The department, which was heavily criticised last week by new home secretary John Reid for its poor leadership during the foreign prisoner fiasco, is completely overhauling its HR function over the next two years.
It is looking for a director of HR services to implement the move to a national shared service for HR transactions and business partner model. The other role – director of leadership and learning – will be expected to create a leadership centre of excellence for the Home Office.
Both positions command a salary of about £110,000 and will report to John Marsh, the Home Office’s group HR director.
In the candidates’ briefing pack, Marsh said the HR challenge at the department was “one of the most interesting and varied that exists anywhere in the public and private sectors”.

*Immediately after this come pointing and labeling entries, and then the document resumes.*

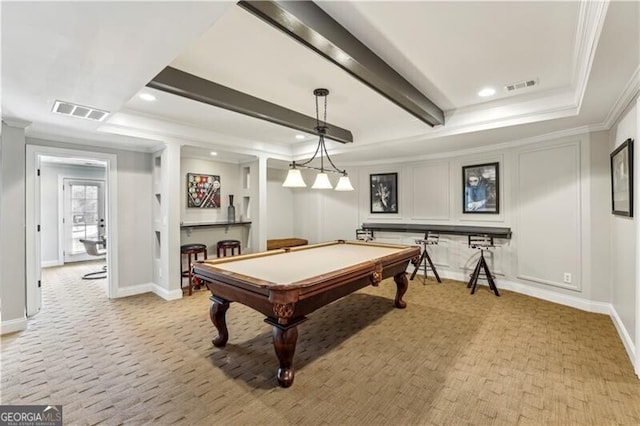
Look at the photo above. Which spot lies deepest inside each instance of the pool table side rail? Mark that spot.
(209, 270)
(306, 296)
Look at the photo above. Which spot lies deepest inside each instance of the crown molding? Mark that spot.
(590, 23)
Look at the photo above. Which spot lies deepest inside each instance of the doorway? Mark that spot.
(83, 217)
(87, 205)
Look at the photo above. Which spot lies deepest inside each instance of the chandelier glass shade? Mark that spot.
(294, 177)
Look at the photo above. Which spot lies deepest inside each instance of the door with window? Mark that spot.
(83, 216)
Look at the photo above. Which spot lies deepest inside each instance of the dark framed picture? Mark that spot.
(384, 193)
(622, 179)
(203, 191)
(481, 188)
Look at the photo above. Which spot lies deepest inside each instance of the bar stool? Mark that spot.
(430, 239)
(482, 243)
(189, 250)
(223, 245)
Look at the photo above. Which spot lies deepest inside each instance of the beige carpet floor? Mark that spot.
(450, 358)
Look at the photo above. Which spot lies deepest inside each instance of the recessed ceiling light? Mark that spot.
(486, 92)
(147, 97)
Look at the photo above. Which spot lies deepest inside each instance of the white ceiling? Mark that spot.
(584, 57)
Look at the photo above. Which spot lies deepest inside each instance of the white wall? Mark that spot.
(134, 218)
(50, 174)
(280, 206)
(134, 177)
(623, 231)
(12, 229)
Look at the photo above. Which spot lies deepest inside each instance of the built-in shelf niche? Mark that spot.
(246, 177)
(157, 245)
(246, 208)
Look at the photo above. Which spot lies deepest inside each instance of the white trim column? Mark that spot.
(12, 226)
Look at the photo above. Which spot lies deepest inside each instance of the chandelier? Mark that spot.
(294, 177)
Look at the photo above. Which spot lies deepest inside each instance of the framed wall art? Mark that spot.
(203, 191)
(622, 179)
(481, 188)
(384, 193)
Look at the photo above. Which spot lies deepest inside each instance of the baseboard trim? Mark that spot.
(149, 288)
(624, 336)
(133, 290)
(538, 293)
(167, 294)
(13, 326)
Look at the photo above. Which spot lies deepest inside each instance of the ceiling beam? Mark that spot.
(180, 83)
(310, 25)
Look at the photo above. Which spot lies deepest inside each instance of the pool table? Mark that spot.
(287, 284)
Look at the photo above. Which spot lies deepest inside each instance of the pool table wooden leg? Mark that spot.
(217, 313)
(402, 284)
(284, 343)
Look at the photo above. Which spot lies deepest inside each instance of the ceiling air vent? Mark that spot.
(79, 111)
(520, 85)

“Add to this, the Home Office is currently engaged in the most fundamental programme of change in its history and it is evident that HR’s role in shaping and managing that change, through our workforce, is crucial,” Marsh said.
For both roles, the candidates are expected to be strategic thinkers and show an evidence-based approach to HR activities. A professional qualification is also seen as an advantage.
The approach taken by the Home Office contrasts with the route taken by the Department of Health (DoH) in recruiting its new director of workforce, according to Stephen Moir, HR director at Cambridgeshire County Council.
Earlier this month, Moir was critical of the recruitment and selection process at the DoH, but he was more impressed by the Home Office’s approach.
“The department is showing the rest of the Civil Service how to run such a process,” he said.